Dr. Andrew G. Clark stands as a preeminent figure in the field of population genetics, currently holding the distinguished Jacob Gould Schurman Professorship in the Department of Molecular Biology and Genetics at Cornell University. He maintains joint appointments in Biological Statistics & Computational Biology and Ecology & Evolutionary Biology, reflecting the interdisciplinary nature of his work. Educated at Brown University where he earned his Bachelor of Science in Biology and Applied Mathematics in 1976, he pursued doctoral studies at Stanford University, completing his Ph.D. in Population Genetics in 1980 under Marc Feldman. Prior to his tenure at Cornell beginning in 2002, Clark established his research program at Penn State University, where he developed foundational methodologies in population genetic analysis.
Clark's laboratory has produced transformative contributions to both human and Drosophila population genetics, publishing over 400 peer-reviewed papers with more than 48,000 citations and an impressive H-index of 87. His research group pioneered methods for haplotype inference, detection of natural selection from sequence data, and demographic inference, significantly advancing analytical frameworks used throughout the field. He played a pivotal role in the Drosophila 12 Genomes Project, coordinating analysis across multiple institutions to elucidate evolutionary patterns across the Drosophila genus. Co-authoring the seminal textbook Principles of Population Genetics with Daniel Hartl, Clark has shaped the education of generations of geneticists, while his work on context-dependent genetic variation in cardiovascular disease risk has bridged population genetics with medical applications.

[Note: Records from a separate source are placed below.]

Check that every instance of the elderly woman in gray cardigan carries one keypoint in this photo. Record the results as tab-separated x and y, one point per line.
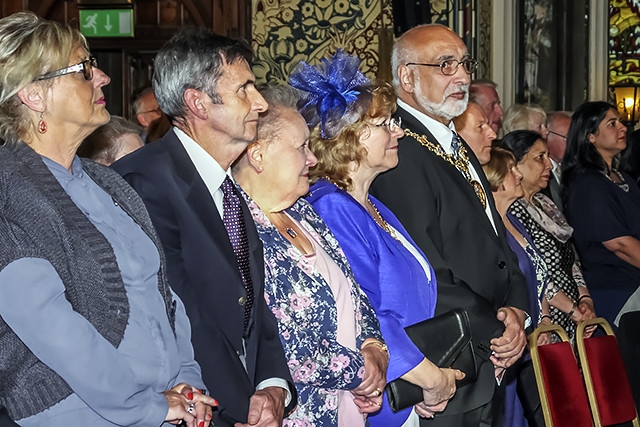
90	332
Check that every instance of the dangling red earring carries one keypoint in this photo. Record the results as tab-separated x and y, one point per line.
42	125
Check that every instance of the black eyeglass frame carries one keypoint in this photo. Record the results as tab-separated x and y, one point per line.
557	134
470	65
85	66
395	123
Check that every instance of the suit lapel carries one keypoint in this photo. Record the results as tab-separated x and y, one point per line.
455	176
198	197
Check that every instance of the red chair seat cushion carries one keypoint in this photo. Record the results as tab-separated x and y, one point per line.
610	382
564	387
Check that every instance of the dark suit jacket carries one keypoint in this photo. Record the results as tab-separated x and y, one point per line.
474	266
5	420
203	271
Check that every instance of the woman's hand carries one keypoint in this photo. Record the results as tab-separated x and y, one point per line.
188	404
437	397
443	389
544	339
369	393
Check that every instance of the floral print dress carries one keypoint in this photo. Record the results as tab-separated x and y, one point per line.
305	309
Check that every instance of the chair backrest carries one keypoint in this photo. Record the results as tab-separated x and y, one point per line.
562	394
605	377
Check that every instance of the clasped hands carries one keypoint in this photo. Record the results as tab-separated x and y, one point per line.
189	405
368	395
509	346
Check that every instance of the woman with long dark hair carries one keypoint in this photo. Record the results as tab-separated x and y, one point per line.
569	300
602	204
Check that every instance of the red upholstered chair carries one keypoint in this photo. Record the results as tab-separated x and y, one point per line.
562	394
605	376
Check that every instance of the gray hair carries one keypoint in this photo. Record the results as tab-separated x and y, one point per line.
29	47
103	144
193	59
279	98
137	98
517	117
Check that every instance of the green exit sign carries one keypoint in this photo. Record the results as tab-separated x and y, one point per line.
106	22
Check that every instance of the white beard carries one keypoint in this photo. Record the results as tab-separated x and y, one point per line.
448	108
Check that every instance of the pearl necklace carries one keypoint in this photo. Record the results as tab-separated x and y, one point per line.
621	182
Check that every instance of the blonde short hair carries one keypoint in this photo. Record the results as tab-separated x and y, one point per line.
335	154
29	47
517	117
502	160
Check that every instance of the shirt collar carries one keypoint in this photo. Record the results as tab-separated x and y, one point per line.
61	173
443	134
209	169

As head of Cornell's Graduate Field of Computational Biology and co-director of the Center for Comparative and Population Genomics, Clark has cultivated a collaborative research environment that fosters interdisciplinary innovation across genomics. He has served on the National Human Genome Research Institute Council and editorial boards of premier journals including Cell and Genetics, significantly influencing the direction of genomic research. His current investigations focus on RNA-sequencing in reciprocal crosses across diverse organisms to unravel genomic imprinting and sex chromosome inactivation mechanisms. Recognized with election to both the National Academy of Sciences in 2012 and the American Academy of Arts and Sciences in 2016, Clark continues to lead cutting-edge research while mentoring the next generation of population geneticists through his extensive collaborative network.